The Laplacian is only partially defined on $L^2$ and it is unbounded. Usually, the Laplacian is defined on the dense subspace of compactly supported smooth functions and is extended to a self-adjoint closure (still partially defined only).

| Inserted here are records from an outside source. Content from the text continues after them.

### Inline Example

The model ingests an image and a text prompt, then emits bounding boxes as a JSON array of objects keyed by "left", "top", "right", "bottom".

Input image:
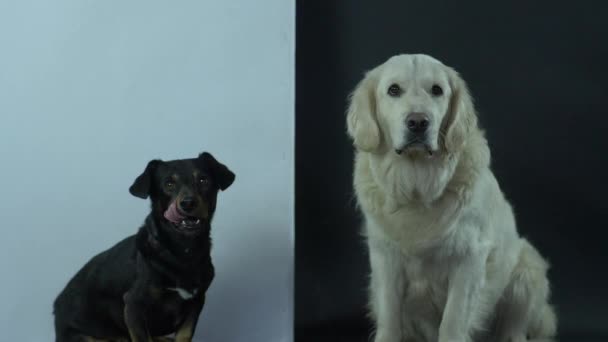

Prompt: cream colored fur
[{"left": 347, "top": 55, "right": 556, "bottom": 342}]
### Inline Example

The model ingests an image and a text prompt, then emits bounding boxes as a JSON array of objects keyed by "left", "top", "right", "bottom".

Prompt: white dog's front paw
[{"left": 374, "top": 331, "right": 401, "bottom": 342}]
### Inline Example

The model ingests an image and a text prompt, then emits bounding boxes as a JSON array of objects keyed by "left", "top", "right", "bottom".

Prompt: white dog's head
[{"left": 347, "top": 55, "right": 477, "bottom": 155}]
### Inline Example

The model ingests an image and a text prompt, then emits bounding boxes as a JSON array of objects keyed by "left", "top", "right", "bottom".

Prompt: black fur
[{"left": 53, "top": 152, "right": 235, "bottom": 342}]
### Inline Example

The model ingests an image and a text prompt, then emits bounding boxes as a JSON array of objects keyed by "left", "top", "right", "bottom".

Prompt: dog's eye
[
  {"left": 387, "top": 84, "right": 401, "bottom": 97},
  {"left": 431, "top": 84, "right": 443, "bottom": 96},
  {"left": 165, "top": 180, "right": 175, "bottom": 190}
]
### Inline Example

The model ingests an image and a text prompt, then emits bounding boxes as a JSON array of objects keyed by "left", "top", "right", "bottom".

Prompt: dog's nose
[
  {"left": 405, "top": 113, "right": 429, "bottom": 134},
  {"left": 179, "top": 196, "right": 196, "bottom": 212}
]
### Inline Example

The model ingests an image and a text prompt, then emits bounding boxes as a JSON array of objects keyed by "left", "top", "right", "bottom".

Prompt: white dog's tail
[{"left": 528, "top": 304, "right": 557, "bottom": 342}]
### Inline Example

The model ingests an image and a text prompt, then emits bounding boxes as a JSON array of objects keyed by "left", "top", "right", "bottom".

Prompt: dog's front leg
[
  {"left": 175, "top": 295, "right": 205, "bottom": 342},
  {"left": 439, "top": 253, "right": 487, "bottom": 342},
  {"left": 123, "top": 281, "right": 153, "bottom": 342},
  {"left": 369, "top": 239, "right": 408, "bottom": 342}
]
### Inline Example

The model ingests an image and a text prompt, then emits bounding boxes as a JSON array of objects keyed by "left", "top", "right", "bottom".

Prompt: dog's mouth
[
  {"left": 170, "top": 217, "right": 202, "bottom": 231},
  {"left": 395, "top": 139, "right": 435, "bottom": 157},
  {"left": 163, "top": 202, "right": 203, "bottom": 233}
]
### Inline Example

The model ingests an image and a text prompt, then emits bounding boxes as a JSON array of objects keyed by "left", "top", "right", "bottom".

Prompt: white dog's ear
[
  {"left": 346, "top": 69, "right": 380, "bottom": 152},
  {"left": 441, "top": 68, "right": 477, "bottom": 153}
]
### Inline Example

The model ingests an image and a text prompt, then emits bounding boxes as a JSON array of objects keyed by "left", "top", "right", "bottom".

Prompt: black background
[{"left": 296, "top": 0, "right": 608, "bottom": 342}]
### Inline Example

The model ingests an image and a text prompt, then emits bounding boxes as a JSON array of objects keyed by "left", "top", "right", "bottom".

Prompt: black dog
[{"left": 54, "top": 152, "right": 235, "bottom": 342}]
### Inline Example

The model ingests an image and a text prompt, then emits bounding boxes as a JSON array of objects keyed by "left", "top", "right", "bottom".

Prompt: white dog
[{"left": 347, "top": 55, "right": 556, "bottom": 342}]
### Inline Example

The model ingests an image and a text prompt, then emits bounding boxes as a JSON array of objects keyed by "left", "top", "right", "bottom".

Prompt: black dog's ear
[
  {"left": 198, "top": 152, "right": 235, "bottom": 191},
  {"left": 129, "top": 159, "right": 161, "bottom": 199}
]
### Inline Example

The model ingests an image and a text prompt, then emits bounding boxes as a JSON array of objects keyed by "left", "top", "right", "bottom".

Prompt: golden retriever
[{"left": 346, "top": 54, "right": 557, "bottom": 342}]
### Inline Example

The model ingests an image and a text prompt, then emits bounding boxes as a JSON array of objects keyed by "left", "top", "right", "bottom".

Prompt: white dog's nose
[{"left": 405, "top": 113, "right": 429, "bottom": 134}]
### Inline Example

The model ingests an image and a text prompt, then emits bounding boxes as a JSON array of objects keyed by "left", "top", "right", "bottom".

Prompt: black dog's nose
[
  {"left": 405, "top": 113, "right": 429, "bottom": 134},
  {"left": 179, "top": 196, "right": 196, "bottom": 212}
]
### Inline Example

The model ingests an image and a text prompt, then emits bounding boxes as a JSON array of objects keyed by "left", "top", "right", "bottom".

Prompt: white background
[{"left": 0, "top": 0, "right": 294, "bottom": 342}]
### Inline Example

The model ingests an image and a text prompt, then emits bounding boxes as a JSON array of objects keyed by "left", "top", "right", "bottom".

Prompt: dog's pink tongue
[{"left": 165, "top": 202, "right": 185, "bottom": 223}]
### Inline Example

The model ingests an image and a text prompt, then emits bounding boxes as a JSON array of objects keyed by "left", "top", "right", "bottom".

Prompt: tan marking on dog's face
[{"left": 175, "top": 318, "right": 194, "bottom": 342}]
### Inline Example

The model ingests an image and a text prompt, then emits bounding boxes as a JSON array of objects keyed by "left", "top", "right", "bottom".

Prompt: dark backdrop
[{"left": 295, "top": 0, "right": 608, "bottom": 341}]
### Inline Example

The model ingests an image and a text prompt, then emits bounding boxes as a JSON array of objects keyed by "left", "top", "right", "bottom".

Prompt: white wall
[{"left": 0, "top": 0, "right": 294, "bottom": 342}]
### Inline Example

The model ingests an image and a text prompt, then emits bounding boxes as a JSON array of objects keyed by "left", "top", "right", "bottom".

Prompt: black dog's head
[{"left": 129, "top": 152, "right": 235, "bottom": 235}]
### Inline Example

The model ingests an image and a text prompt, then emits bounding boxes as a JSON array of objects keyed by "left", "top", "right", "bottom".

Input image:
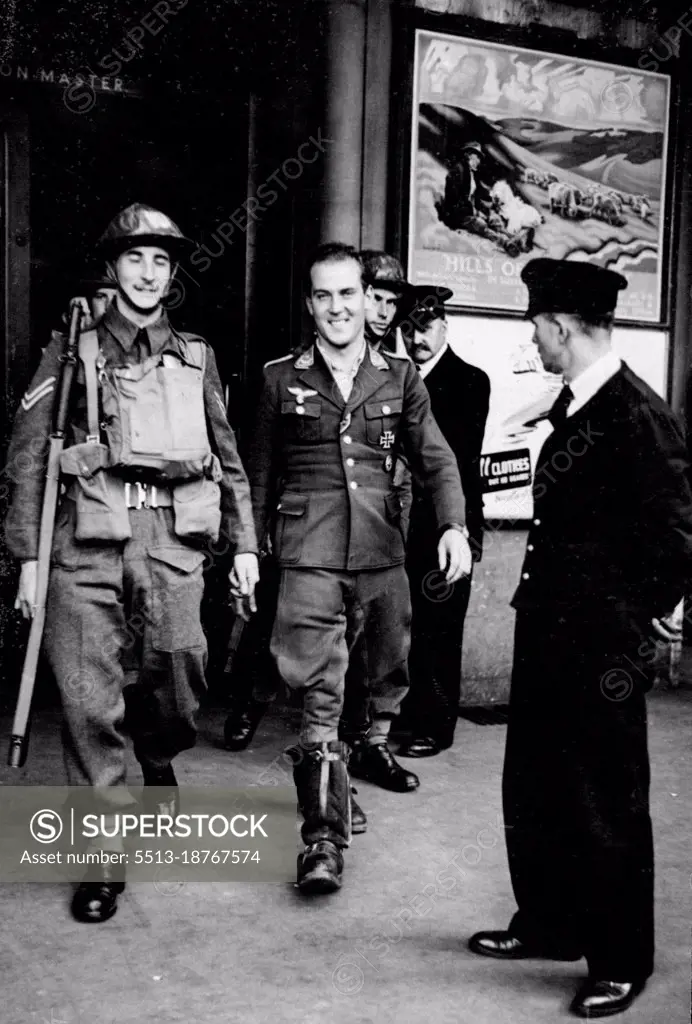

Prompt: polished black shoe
[
  {"left": 348, "top": 743, "right": 421, "bottom": 793},
  {"left": 141, "top": 764, "right": 180, "bottom": 818},
  {"left": 298, "top": 840, "right": 344, "bottom": 895},
  {"left": 569, "top": 978, "right": 646, "bottom": 1020},
  {"left": 396, "top": 736, "right": 442, "bottom": 758},
  {"left": 351, "top": 786, "right": 367, "bottom": 836},
  {"left": 72, "top": 864, "right": 125, "bottom": 925},
  {"left": 223, "top": 700, "right": 267, "bottom": 751},
  {"left": 469, "top": 932, "right": 581, "bottom": 961}
]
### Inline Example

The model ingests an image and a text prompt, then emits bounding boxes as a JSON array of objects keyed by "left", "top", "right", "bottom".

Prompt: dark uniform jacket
[
  {"left": 512, "top": 364, "right": 692, "bottom": 616},
  {"left": 248, "top": 345, "right": 465, "bottom": 570},
  {"left": 412, "top": 348, "right": 490, "bottom": 560},
  {"left": 5, "top": 303, "right": 257, "bottom": 561}
]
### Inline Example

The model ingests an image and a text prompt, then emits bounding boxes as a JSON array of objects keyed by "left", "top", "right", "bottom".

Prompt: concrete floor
[{"left": 0, "top": 688, "right": 692, "bottom": 1024}]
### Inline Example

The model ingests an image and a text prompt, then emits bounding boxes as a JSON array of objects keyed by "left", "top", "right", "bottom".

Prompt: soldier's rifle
[{"left": 7, "top": 302, "right": 84, "bottom": 768}]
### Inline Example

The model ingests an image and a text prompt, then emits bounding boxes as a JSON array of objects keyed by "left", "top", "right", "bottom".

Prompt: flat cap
[{"left": 521, "top": 258, "right": 628, "bottom": 321}]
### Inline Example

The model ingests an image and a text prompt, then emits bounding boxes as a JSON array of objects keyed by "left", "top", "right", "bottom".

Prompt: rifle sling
[{"left": 79, "top": 331, "right": 100, "bottom": 444}]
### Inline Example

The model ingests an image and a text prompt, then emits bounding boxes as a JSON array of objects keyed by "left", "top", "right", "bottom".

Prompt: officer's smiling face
[
  {"left": 305, "top": 259, "right": 372, "bottom": 348},
  {"left": 116, "top": 246, "right": 171, "bottom": 312},
  {"left": 365, "top": 288, "right": 399, "bottom": 338}
]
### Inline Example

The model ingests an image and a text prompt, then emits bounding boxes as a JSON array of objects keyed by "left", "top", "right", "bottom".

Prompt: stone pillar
[
  {"left": 360, "top": 0, "right": 392, "bottom": 249},
  {"left": 320, "top": 0, "right": 367, "bottom": 247}
]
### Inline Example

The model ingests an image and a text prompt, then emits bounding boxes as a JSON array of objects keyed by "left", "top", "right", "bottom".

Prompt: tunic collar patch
[{"left": 294, "top": 345, "right": 314, "bottom": 370}]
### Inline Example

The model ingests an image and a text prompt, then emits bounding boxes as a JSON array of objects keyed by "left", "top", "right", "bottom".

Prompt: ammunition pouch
[
  {"left": 173, "top": 455, "right": 221, "bottom": 541},
  {"left": 60, "top": 331, "right": 222, "bottom": 542},
  {"left": 60, "top": 442, "right": 132, "bottom": 542},
  {"left": 96, "top": 341, "right": 211, "bottom": 482}
]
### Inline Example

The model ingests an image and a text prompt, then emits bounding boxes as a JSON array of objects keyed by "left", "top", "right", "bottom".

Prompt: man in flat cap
[
  {"left": 399, "top": 285, "right": 490, "bottom": 758},
  {"left": 437, "top": 142, "right": 522, "bottom": 257},
  {"left": 470, "top": 259, "right": 692, "bottom": 1018}
]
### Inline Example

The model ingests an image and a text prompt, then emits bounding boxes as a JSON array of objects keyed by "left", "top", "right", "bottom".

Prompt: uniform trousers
[
  {"left": 44, "top": 500, "right": 207, "bottom": 799},
  {"left": 503, "top": 606, "right": 654, "bottom": 981},
  {"left": 402, "top": 526, "right": 471, "bottom": 742},
  {"left": 271, "top": 565, "right": 410, "bottom": 743}
]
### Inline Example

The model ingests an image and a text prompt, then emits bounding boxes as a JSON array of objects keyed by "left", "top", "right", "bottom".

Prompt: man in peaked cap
[
  {"left": 5, "top": 204, "right": 258, "bottom": 923},
  {"left": 399, "top": 285, "right": 490, "bottom": 758},
  {"left": 248, "top": 243, "right": 471, "bottom": 893},
  {"left": 471, "top": 253, "right": 692, "bottom": 1018}
]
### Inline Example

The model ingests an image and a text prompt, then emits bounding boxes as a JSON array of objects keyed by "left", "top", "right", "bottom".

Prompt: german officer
[
  {"left": 471, "top": 259, "right": 692, "bottom": 1018},
  {"left": 6, "top": 204, "right": 257, "bottom": 922},
  {"left": 339, "top": 249, "right": 420, "bottom": 790},
  {"left": 248, "top": 244, "right": 471, "bottom": 892}
]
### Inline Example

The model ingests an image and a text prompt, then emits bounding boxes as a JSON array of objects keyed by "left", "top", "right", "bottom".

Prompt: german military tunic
[{"left": 248, "top": 345, "right": 465, "bottom": 571}]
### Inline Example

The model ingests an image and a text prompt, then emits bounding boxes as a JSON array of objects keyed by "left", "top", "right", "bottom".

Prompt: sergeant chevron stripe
[{"left": 21, "top": 377, "right": 55, "bottom": 413}]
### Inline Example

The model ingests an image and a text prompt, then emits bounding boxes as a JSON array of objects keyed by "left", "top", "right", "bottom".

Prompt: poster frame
[{"left": 387, "top": 7, "right": 683, "bottom": 330}]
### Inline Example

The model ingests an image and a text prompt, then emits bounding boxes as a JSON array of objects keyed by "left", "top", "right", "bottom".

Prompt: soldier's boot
[
  {"left": 140, "top": 761, "right": 180, "bottom": 818},
  {"left": 339, "top": 715, "right": 370, "bottom": 836},
  {"left": 223, "top": 696, "right": 269, "bottom": 751},
  {"left": 293, "top": 740, "right": 351, "bottom": 894}
]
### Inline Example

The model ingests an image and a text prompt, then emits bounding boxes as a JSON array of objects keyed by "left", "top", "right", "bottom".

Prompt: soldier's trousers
[
  {"left": 271, "top": 565, "right": 410, "bottom": 743},
  {"left": 44, "top": 500, "right": 207, "bottom": 787}
]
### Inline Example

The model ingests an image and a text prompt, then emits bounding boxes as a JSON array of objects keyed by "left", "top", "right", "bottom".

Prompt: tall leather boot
[{"left": 293, "top": 740, "right": 351, "bottom": 893}]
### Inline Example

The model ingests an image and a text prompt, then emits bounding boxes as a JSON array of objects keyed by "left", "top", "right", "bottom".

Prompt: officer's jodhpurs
[
  {"left": 44, "top": 500, "right": 207, "bottom": 786},
  {"left": 271, "top": 565, "right": 410, "bottom": 743}
]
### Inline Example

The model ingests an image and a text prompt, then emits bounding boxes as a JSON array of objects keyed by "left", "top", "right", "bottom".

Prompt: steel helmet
[{"left": 98, "top": 203, "right": 193, "bottom": 259}]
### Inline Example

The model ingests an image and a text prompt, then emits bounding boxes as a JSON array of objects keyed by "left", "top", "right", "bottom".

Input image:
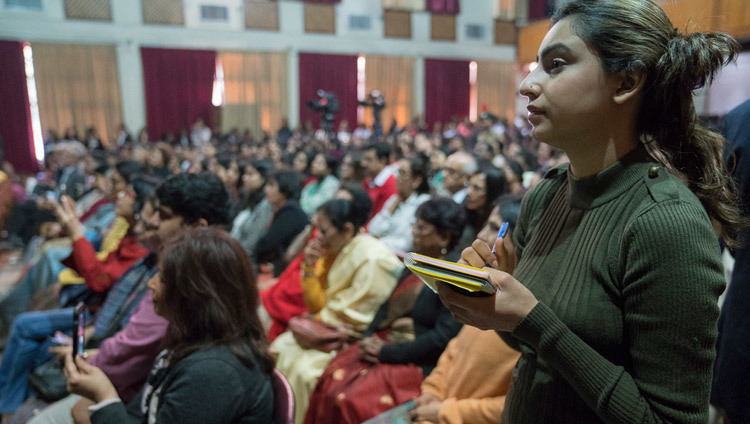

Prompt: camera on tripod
[
  {"left": 359, "top": 90, "right": 385, "bottom": 112},
  {"left": 307, "top": 89, "right": 339, "bottom": 132}
]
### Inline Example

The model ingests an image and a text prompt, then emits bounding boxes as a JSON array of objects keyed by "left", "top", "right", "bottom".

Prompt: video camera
[{"left": 307, "top": 89, "right": 339, "bottom": 134}]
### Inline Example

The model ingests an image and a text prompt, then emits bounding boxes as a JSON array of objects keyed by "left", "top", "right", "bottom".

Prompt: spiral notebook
[{"left": 404, "top": 252, "right": 496, "bottom": 296}]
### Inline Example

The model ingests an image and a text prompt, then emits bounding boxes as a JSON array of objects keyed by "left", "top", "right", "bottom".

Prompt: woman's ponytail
[{"left": 552, "top": 0, "right": 746, "bottom": 247}]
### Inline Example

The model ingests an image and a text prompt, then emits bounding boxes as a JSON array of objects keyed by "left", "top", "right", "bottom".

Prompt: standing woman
[
  {"left": 440, "top": 0, "right": 744, "bottom": 423},
  {"left": 299, "top": 153, "right": 339, "bottom": 216},
  {"left": 65, "top": 228, "right": 274, "bottom": 424},
  {"left": 231, "top": 160, "right": 273, "bottom": 257}
]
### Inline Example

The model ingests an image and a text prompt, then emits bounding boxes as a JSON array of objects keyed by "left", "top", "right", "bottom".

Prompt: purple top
[{"left": 89, "top": 290, "right": 169, "bottom": 403}]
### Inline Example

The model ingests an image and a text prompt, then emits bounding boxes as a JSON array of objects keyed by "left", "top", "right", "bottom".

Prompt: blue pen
[{"left": 492, "top": 222, "right": 508, "bottom": 255}]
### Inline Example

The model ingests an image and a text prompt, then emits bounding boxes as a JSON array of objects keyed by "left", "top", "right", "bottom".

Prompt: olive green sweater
[{"left": 501, "top": 148, "right": 725, "bottom": 424}]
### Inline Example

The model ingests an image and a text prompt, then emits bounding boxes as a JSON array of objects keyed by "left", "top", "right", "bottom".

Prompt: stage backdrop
[
  {"left": 299, "top": 53, "right": 358, "bottom": 130},
  {"left": 141, "top": 47, "right": 216, "bottom": 140},
  {"left": 424, "top": 59, "right": 470, "bottom": 128},
  {"left": 0, "top": 40, "right": 38, "bottom": 173}
]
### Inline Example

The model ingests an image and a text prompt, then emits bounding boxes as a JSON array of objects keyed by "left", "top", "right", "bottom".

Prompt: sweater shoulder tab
[
  {"left": 643, "top": 165, "right": 680, "bottom": 203},
  {"left": 544, "top": 163, "right": 568, "bottom": 179}
]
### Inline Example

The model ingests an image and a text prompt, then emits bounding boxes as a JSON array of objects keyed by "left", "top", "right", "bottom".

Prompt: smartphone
[{"left": 73, "top": 302, "right": 86, "bottom": 363}]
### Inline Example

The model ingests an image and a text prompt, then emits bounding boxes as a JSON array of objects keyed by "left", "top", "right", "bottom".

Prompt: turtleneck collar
[{"left": 567, "top": 145, "right": 666, "bottom": 209}]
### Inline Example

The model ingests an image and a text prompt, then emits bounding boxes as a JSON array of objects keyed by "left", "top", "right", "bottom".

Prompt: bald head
[{"left": 443, "top": 152, "right": 477, "bottom": 194}]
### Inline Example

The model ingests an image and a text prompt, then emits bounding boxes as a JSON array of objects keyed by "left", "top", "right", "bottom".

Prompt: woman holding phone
[
  {"left": 440, "top": 0, "right": 744, "bottom": 423},
  {"left": 65, "top": 229, "right": 274, "bottom": 424}
]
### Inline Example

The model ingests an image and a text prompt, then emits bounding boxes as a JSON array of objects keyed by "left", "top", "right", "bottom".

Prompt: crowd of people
[{"left": 0, "top": 0, "right": 746, "bottom": 424}]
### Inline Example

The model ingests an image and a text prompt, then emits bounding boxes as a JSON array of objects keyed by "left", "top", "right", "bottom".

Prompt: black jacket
[{"left": 91, "top": 346, "right": 274, "bottom": 424}]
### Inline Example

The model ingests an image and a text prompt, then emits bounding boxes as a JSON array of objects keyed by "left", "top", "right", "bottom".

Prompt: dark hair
[
  {"left": 237, "top": 159, "right": 274, "bottom": 209},
  {"left": 156, "top": 172, "right": 231, "bottom": 226},
  {"left": 159, "top": 228, "right": 273, "bottom": 373},
  {"left": 404, "top": 153, "right": 430, "bottom": 194},
  {"left": 480, "top": 166, "right": 508, "bottom": 206},
  {"left": 365, "top": 141, "right": 391, "bottom": 162},
  {"left": 94, "top": 163, "right": 109, "bottom": 175},
  {"left": 466, "top": 166, "right": 508, "bottom": 236},
  {"left": 268, "top": 171, "right": 302, "bottom": 200},
  {"left": 505, "top": 160, "right": 523, "bottom": 182},
  {"left": 495, "top": 194, "right": 523, "bottom": 231},
  {"left": 416, "top": 197, "right": 466, "bottom": 250},
  {"left": 339, "top": 152, "right": 365, "bottom": 183},
  {"left": 115, "top": 160, "right": 146, "bottom": 184},
  {"left": 552, "top": 0, "right": 746, "bottom": 247},
  {"left": 318, "top": 194, "right": 372, "bottom": 234},
  {"left": 130, "top": 175, "right": 161, "bottom": 213}
]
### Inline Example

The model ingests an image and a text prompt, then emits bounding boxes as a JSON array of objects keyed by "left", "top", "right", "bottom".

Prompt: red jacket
[{"left": 62, "top": 236, "right": 148, "bottom": 292}]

For a partially defined operator $A: D(A)\subseteq L^2 \to L^2$, it is self-adjoint by definition if and only if $D(A) = D(A^*)$ and for every $f,g\in D(A)$ it follows $$\int f Ag = \int Af g. $$

I will explain the symmetry for functions in one variable for sake of simplicity. Consider $\Delta: C_c^\infty(a, b) \subseteq L^2(a, b) \to L^2(a, b)$ defined by $\Delta f = f''$ and $f,g\in C_c^\infty(a, b)$. By integration by parts, it follows $$ \langle f, \Delta g \rangle = \int_a^b f g'' = \underbrace{[f g']_a^b}_{=0} - \int_a^b f' g' = -\underbrace{[f' g]_a^b}_{=0} + \int_a^b f'' g = \langle \Delta f, g \rangle. $$ That is, $\Delta$ is symmetric, and thus, we have $D(\Delta) \subseteq D(\Delta^*)$. But, for example $D(\Delta^*)$ also contains $C^2(a,b)$ and is larger than $D(\Delta)$. Thus, $\Delta$ is not self-adjoint. However, as $-\Delta$ is a non-negative (or positive semidefinite), there are many ways to extend $-\Delta$ to a self-adjoint operator.